Ah. Well,according to Wikipedia, it was Horace, as in one of those Roman geezers so venerable as to not need a last name, a practice not revived until the arrival of Cher. Horace was critiquing a pupil's poem, I assume: "Your opening shows great promise, and yet flashy purple patches." That is, of the kind that Rome's wannabe hipsters had sewn into their robes to create the appearance of wealth.

But hang on a minute. Purple patches sewn on robes? That would have so obviously fake that I find it hard to imagine they weren't worn with a sense of irony. Nor is it easy to imagine that some of the most florid examples of purple prose in literature -- such as the one everyone knows, the "it was a dark and stormy night" opening of Baron Lyton's novel -- were not written a little bit knowingly. It is time to reclaim the phrase "purple prose" -- therefore I declare my birthday, November 22, to be Purple Prose Day.

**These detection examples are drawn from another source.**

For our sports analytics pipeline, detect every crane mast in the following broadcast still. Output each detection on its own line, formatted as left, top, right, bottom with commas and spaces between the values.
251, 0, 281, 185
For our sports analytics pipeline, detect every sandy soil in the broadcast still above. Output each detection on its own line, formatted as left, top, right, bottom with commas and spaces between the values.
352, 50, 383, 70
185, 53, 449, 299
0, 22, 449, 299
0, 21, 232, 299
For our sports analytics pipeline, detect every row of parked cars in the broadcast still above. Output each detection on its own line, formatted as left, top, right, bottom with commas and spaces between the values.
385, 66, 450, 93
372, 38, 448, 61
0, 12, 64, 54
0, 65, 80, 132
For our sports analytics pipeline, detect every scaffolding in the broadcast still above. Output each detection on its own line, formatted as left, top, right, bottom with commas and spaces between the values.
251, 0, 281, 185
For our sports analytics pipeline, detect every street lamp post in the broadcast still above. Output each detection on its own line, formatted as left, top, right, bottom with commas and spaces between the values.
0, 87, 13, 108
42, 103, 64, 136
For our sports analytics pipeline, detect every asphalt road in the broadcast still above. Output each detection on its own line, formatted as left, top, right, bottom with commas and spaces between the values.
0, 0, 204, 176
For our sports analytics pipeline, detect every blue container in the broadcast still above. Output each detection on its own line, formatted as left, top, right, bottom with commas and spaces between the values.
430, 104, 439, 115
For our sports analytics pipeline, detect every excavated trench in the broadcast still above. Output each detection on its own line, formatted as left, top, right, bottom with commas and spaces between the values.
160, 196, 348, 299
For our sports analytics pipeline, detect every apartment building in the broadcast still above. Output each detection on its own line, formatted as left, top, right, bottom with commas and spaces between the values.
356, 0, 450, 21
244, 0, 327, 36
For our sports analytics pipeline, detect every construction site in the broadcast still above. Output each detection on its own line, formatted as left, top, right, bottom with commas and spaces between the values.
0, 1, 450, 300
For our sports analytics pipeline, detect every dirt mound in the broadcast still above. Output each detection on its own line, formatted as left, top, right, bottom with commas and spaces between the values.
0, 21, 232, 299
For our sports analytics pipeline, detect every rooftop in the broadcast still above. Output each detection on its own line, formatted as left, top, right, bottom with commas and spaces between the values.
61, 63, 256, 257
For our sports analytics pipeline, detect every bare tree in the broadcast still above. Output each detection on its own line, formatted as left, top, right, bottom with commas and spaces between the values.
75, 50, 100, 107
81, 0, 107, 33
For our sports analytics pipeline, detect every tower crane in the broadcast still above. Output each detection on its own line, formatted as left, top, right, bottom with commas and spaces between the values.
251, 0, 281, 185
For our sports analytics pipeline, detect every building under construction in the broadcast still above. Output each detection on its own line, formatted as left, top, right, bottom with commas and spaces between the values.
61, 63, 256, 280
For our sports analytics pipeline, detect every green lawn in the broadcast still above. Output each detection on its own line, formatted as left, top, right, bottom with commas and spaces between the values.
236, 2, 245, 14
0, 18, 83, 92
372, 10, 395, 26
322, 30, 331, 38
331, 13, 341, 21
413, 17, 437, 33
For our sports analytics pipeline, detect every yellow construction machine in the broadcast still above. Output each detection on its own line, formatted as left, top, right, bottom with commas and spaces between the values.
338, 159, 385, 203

On that day, I call on every Daily Blah reader to write something they would have written anyway -- an email to a functionary, a letter to a bank manager, a note to the milkman -- in a deliberately over-the-top style, with as many unnecessary syllables and adjectives as you can manage. Take that, Horace!


Daily Blah for... Sunday, November 12, 2006

Skinned Mice for Nazi Cats

Looking for that perfect Christmas gift for your cat? Nothing says "I get your species" like the bookmarks and a small fire rug made from the skin of dead mice you will find on this German website.

Have the Germans learned nothing from Art Spiegelman's Maus? Do they not realize, in the context of that book, how this looks? Perhaps the mouse skin web store belongs to a neo-Nazi group that is taking Maus -- and another disturbing website, Cats That Look Like Hitler, a little too literally.